Officials say Aramco officials have told Pakistan the refinery business is no longer as profitable as it was in the past
- Aramco officials believe the refinery business is no longer profitable.
- Pakistan has indicated that it may reduce its equity in the project.
- Officials say Aramco is most interested in a petrochemical complex.
ISLAMABAD: Despite the government’s efforts to woo Saudi Aramco to develop a $10 billion state-of-the-art refinery and deep conversion, it appears the company is not interested in investing in the project, it said The news citing officials who spoke on condition of anonymity.
According to the publication, the deep conversion refinery, if it goes through, will have the capacity to refine 300,000 barrels per day (BPD) of crude oil.
Enticing Aramco to invest in the project has become a concern for Islamabad as the government announced a new green refinery policy with huge incentives of 7.5% deemed duty for 25 years and a 20-year tax holiday in line with the wishes of the Saudi government Arabia. , said senior officials familiar with the development The news.
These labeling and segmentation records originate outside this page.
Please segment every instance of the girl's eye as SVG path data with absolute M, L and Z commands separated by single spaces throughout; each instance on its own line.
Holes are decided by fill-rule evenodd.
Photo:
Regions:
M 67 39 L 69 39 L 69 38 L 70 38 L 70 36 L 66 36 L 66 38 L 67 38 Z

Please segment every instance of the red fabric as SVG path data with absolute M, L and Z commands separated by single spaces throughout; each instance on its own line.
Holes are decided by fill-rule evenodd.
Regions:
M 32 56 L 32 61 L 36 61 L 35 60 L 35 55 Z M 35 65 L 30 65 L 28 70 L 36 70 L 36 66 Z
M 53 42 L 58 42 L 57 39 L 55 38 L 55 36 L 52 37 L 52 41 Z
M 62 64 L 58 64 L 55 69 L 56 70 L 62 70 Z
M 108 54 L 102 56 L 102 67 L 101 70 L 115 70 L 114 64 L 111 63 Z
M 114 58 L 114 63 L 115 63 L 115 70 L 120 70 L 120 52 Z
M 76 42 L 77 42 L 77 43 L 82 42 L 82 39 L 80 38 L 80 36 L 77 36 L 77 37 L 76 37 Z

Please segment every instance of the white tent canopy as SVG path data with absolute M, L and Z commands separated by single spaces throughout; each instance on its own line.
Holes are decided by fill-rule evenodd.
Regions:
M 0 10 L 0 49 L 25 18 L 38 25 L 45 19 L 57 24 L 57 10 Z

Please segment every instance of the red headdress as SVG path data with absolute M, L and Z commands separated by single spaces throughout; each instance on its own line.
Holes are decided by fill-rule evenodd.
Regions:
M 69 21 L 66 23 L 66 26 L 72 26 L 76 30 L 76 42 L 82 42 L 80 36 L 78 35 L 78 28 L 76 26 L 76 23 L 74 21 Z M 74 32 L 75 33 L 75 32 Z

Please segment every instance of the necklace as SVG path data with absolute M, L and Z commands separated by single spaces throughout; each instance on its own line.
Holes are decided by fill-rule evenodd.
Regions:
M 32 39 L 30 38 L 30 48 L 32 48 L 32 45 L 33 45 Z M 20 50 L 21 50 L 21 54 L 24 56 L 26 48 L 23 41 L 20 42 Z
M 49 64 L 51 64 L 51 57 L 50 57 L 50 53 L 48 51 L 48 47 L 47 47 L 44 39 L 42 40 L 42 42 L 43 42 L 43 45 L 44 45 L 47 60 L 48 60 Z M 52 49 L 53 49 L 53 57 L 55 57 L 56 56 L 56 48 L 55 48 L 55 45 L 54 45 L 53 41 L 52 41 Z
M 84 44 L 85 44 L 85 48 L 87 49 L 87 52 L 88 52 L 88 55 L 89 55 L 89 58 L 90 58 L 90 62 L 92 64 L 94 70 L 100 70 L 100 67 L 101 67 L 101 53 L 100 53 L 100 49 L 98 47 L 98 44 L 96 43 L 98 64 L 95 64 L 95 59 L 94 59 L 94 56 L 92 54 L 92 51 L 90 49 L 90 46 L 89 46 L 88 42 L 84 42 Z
“Now, top Saudi Aramco officials, in recent interactions with Pakistani authorities, have indicated that Aramco has distanced itself from the Saudi government and achieved deregulation to a reasonable extent. This is why its management is no longer willing to invest in the refining industry around the world. He says the refinery business is not as profitable as it used to be.”
The official said Pakistan has received an indication from Aramco that it may reduce its equity in the refinery to $900 million of the project’s total equity. The $900 million investment equals 30% of the $3 billion total equity in the project.
“Earlier, the total equity capital was estimated at $3 billion and from the beginning, KSA had indicated its willingness to invest $1.5 billion. The remaining equity of $1.5 billion was to be settled by Pakistan. As previously understood, Saudi Aramco was to lead the project and use its influence to arrange a $7 billion loan for the project. Now Pakistan has been informed that Aramco will not lead the project and the Pakistan government will have to arrange the loans on its own.”
The official claimed, “The current scenario may change after the general elections in Pakistan if the PML-N government is formed, led by Nawaz.”
He added: “Aramco has also developed a greater interest in setting up a petrochemical complex, rather than a refinery, and this has put the authorities on a fix.”
The government hoped to complete and commission the project under the engineering, procurement and construction finance (EPC-F) model. In the case of Pakistan, the project was planned to be completed with an equity ratio of 30:70, i.e. $3 billion in equity and $7 billion in loans.
Pakistan, during the Pakistan Democratic Movement government on July 27, had signed a memorandum of understanding with the China Road and Bridge Corporation (CRBC). According to the MoU, CRBC would participate in the refinery as a contractor and also arrange a reasonable amount of loans from Chinese banks for the mega project.
On the same date, four MoUs were also signed under which Pakistan State Oil would have a 25% stake in the country’s $1.5 billion equity capital, while Oil & Gas Development Company Ltd (OGDCL), Pakistan Petroleum Limited ( PPL) and Government Holdings Private Limited (GHPL) will have a 5% stake each.
Later, Riyadh asked Islamabad to approach China’s Sinopec and include it in the project. He asked that the engineering, procurement and construction (EPC) contract be given to the Chinese company.
In response, the PSO, which has been appointed by the Government of Pakistan, is in contact with the Bank of China and China Sinopec.
Sinopec also provides services in Saudi Arabia such as rigs, drilling, geophysical surveys, pipelines, roads and bridges and other EPC projects. Sinopec serves Aramco, SWCC, RC and many local cities in Saudi Arabia and has won a good reputation among customers as well as the Saudi people.